Wanita itu seperti memutar sebuah film kuno tentang perjalanan hidup seorang wanita. Dirinya sendiri.
Mula-mula deretan rumah, lalu wanita hamil, dan kelahiran, lalu sebuah kehidupan baru. Seorang bayi wanita. Lalu kematian ayahnya karena kecelakaan tepat di depan rumah itu. Bayi wanita itu telah berusia enam tahun. Lalu derita ibunya. Perkawinan ibunya dengan seorang lelaki yang lebih muda dari usia ibunya sendiri. Dan derita yang diterimanya saat ibunya sakit keras, usianya baru empat belas. Hampir saja ia diperkosa ayah tirinya. Saat ia baru saja lulus SMA, ibunya meninggal dunia. Ia melihat sosoknya terlunta-lunta, wanita yang kehilangan pegangan!
Hampir ia bunuh diri karena putus asa. Hidupnya seperti bagian dari malapetaka. Namun seorang lelaki muda menemukan dirinya di atas rel kereta api, menyeretnya ke pinggir rel, dan jiwanya tak jadi melayang. Ia menjalani sebuah kehidupan baru, sebagai istri.

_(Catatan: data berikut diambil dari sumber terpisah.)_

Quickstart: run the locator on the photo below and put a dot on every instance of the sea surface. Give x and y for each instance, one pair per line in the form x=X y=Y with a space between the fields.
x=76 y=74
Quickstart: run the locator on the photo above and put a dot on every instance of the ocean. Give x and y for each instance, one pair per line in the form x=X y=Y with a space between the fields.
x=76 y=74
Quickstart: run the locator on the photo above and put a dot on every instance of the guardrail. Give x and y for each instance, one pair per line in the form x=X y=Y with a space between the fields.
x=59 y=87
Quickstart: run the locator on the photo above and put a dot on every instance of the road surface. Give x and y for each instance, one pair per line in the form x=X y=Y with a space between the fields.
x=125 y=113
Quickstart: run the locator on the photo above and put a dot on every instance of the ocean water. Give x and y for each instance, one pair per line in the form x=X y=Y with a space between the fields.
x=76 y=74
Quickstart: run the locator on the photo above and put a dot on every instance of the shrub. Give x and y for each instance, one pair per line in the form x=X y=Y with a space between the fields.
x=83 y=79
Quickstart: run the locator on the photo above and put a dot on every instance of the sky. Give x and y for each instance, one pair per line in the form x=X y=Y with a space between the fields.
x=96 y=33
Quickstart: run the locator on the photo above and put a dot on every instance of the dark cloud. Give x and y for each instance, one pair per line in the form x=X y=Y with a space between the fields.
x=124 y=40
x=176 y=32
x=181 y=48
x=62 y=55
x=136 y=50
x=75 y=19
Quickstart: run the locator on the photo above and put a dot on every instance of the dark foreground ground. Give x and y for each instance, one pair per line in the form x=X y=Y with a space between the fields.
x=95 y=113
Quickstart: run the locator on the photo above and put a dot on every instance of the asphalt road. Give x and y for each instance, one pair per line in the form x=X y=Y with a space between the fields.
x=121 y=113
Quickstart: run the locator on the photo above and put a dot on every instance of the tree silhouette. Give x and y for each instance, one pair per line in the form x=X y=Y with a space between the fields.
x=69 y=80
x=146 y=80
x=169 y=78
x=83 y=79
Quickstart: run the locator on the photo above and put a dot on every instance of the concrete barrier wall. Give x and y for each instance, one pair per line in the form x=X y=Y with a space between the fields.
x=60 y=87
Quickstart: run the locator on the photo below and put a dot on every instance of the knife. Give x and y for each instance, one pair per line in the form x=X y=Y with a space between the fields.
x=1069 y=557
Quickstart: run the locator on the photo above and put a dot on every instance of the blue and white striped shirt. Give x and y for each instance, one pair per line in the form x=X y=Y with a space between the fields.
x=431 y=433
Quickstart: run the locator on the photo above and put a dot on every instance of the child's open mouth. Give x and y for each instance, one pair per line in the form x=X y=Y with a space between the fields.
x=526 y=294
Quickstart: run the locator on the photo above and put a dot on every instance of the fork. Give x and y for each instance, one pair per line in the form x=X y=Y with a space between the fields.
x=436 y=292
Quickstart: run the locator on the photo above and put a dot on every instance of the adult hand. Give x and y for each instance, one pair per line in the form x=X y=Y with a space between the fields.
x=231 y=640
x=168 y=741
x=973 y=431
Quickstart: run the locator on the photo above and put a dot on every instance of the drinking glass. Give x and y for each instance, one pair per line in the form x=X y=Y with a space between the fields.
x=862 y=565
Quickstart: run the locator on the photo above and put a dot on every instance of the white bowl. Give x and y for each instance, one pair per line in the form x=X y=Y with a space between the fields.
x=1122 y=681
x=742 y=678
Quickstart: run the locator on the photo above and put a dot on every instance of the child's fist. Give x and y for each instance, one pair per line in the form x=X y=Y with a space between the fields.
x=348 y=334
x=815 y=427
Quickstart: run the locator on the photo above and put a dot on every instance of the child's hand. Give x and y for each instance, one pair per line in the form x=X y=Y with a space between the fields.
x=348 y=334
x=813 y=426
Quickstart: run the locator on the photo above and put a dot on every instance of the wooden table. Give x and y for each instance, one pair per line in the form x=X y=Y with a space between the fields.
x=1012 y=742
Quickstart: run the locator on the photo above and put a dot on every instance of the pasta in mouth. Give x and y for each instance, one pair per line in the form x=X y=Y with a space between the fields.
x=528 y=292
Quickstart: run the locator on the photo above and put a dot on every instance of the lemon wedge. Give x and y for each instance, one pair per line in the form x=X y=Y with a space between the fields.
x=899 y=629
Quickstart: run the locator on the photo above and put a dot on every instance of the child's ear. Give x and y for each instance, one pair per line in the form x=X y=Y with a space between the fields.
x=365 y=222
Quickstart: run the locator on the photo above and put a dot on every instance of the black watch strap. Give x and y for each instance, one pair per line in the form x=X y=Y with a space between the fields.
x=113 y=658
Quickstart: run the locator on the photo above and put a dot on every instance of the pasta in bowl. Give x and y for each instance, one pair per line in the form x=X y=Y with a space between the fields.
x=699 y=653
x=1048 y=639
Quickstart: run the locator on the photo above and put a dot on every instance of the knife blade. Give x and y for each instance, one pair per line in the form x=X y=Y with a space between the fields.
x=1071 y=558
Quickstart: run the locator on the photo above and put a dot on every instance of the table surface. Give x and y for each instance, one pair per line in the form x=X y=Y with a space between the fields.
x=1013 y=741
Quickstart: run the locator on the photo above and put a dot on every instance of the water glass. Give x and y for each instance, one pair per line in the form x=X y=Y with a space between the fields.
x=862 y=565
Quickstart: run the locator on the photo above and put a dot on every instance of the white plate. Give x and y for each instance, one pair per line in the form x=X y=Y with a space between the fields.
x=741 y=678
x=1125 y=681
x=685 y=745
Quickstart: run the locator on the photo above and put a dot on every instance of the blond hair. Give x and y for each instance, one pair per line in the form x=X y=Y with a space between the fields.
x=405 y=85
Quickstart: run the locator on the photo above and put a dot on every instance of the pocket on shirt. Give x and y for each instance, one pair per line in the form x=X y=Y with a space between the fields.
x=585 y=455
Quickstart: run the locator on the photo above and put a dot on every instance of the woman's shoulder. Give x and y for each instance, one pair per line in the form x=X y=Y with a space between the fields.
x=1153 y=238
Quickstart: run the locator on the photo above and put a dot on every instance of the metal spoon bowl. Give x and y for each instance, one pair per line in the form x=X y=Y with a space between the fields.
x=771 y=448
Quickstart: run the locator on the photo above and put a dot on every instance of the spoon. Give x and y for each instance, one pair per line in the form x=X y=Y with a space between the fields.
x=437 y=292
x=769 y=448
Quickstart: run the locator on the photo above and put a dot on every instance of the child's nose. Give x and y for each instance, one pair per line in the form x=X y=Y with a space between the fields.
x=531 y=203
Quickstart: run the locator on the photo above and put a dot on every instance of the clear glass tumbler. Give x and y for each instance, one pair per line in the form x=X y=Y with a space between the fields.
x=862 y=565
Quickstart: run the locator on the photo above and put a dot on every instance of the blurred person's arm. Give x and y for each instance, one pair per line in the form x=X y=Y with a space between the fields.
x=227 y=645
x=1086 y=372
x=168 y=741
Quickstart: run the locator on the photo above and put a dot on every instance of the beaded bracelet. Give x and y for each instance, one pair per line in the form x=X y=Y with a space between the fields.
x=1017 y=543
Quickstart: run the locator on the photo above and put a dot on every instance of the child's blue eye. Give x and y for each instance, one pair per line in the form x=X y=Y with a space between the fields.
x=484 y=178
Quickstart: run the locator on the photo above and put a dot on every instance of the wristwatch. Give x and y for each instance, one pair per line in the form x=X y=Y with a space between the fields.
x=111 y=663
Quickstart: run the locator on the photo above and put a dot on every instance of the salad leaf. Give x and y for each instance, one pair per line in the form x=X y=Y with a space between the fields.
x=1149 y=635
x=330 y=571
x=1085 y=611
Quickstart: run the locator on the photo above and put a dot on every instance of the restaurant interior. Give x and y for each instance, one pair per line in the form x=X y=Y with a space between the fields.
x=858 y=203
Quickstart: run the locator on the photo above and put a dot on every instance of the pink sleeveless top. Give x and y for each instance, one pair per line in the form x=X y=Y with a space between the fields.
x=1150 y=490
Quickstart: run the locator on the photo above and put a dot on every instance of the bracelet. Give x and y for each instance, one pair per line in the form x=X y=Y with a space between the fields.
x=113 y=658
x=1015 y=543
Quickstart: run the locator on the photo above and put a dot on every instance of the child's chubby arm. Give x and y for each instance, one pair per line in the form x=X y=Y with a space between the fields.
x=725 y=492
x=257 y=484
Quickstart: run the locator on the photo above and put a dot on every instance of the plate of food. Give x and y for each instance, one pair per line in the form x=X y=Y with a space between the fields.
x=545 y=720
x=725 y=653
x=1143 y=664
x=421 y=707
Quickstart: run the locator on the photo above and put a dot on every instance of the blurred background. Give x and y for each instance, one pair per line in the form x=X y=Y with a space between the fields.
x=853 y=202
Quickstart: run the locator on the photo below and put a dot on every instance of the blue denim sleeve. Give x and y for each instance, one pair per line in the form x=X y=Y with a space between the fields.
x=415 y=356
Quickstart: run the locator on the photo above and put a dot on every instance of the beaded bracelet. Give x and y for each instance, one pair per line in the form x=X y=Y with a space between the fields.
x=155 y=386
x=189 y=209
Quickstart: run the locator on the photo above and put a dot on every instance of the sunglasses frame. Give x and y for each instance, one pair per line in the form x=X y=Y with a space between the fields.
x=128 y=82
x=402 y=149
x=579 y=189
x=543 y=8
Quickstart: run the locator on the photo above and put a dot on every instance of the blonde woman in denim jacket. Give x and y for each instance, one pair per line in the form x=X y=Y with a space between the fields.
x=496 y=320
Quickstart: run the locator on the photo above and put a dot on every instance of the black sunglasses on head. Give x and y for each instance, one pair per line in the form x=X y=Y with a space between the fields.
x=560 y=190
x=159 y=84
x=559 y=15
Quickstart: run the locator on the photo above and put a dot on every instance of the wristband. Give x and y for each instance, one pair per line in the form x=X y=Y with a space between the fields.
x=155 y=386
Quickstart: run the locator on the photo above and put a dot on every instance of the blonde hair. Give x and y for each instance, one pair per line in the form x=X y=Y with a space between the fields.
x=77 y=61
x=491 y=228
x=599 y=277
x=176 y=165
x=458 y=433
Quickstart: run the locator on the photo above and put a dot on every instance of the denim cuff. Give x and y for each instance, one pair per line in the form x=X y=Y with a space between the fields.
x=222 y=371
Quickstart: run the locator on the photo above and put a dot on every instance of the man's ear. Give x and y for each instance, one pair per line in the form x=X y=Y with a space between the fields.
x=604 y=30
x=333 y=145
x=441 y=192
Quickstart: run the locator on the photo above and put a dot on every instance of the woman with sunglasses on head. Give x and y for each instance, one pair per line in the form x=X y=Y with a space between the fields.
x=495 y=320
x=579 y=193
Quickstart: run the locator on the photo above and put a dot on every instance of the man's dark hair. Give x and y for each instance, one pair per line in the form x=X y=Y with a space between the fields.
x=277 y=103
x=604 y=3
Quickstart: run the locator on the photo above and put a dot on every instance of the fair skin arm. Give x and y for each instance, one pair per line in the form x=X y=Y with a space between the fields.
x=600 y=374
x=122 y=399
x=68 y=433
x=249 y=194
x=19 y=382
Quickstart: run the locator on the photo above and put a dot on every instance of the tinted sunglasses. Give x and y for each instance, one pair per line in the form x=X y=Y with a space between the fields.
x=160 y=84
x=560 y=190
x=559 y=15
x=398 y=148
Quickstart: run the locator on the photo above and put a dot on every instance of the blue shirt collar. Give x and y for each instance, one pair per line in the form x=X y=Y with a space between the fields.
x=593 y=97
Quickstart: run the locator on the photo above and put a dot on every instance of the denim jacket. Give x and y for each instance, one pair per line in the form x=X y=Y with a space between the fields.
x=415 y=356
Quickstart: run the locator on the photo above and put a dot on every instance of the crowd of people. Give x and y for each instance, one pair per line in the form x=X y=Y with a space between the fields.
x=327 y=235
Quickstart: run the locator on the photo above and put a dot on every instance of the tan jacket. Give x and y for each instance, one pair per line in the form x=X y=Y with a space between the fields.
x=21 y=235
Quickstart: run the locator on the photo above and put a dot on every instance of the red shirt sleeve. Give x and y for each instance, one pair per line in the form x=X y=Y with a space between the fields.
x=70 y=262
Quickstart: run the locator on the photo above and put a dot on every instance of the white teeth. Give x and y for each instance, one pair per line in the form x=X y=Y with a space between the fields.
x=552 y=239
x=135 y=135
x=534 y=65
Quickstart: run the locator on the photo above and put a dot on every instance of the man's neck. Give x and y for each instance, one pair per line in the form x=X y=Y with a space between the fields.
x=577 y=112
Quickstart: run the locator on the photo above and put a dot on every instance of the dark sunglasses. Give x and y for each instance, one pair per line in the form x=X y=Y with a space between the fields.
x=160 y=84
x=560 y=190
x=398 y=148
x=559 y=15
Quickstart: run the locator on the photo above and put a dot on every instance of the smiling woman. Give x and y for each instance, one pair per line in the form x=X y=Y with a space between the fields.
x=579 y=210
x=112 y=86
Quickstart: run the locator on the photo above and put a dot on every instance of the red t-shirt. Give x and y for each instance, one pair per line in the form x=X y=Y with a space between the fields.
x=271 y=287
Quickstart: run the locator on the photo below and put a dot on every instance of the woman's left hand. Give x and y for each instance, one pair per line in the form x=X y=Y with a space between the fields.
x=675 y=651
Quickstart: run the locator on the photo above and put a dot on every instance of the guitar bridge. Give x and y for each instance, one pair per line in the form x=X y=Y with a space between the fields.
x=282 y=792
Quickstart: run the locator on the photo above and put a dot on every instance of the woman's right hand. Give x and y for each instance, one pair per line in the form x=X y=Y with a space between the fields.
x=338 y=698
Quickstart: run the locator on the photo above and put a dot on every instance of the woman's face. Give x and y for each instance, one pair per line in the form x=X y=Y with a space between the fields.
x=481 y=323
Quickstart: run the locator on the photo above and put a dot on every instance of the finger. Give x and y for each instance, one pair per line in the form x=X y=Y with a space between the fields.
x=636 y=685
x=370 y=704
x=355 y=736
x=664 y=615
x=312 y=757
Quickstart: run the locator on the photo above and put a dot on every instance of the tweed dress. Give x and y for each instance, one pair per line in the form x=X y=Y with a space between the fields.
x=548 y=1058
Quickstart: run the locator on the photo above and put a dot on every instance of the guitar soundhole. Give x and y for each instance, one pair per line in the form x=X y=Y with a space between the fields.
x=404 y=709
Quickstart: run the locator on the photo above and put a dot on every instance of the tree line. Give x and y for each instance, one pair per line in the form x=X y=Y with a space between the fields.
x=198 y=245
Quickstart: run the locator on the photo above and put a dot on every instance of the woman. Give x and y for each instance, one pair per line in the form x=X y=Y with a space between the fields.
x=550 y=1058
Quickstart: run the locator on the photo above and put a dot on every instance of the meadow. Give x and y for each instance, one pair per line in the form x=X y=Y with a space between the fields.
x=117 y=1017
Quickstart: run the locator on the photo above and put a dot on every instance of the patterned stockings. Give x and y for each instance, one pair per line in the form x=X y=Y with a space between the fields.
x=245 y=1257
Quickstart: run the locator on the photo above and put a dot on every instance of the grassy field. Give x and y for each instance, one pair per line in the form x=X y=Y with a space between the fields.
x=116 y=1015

Akan tetapi hidupnya selalu seperti tulah. Dua anak dilahirkannya, tapi keduanya berturut-turut meninggal tanpa sebab yang jelas. Seakan darah mereka terisap makhluk pengisap darah yang datang di malam gulita. Lalu kebakaran rumah mereka, suami pun di-PHK!
Mereka menumpang di rumah mertua, dan saat suaminya mencari pekerjaan di luar pulau, ia begitu saja diusir karena dianggap sumber segala kemalangan.
“Silakan kamu menjalani nasibmu sendiri,” suara mertuanya melepas ia keluar dari rumah mertua! “Kami tak mau ikut ambil bagian dari kesialanmu!” ***
“Aku yang menjalani hidupku bersamamu,” lelaki itu menandangi wajah wanita itu. “Aku bertekad menemukanmu, dan membawamu pulang, dalam kondisi apa pun dirimu.”
Wanita itu seperti menahan sedan.
Udara dingin, meski gerimis mulai reda. Berbulan kemarau seperti membakar rumah dan pohon-pohon.
Ingat ia saat sedang tertatih-tatih di terminal, mencari arah yang mau dituju, ia menemukan koran yang memuat iklan lowongan pekerjaan. Perutnya lapar sekali!
Ia meraba ijazahnya. Lalu mencoba mendatangi tempat di tulis koran. Ia menemukan pekerjaan. Tetapi pekerjaan itu seperti membuat ia berjalan di dalam gulita. Pekerjaan tanpa butuh ijazah.
Di mana suaminya? Sudah menemukan pekerjaan?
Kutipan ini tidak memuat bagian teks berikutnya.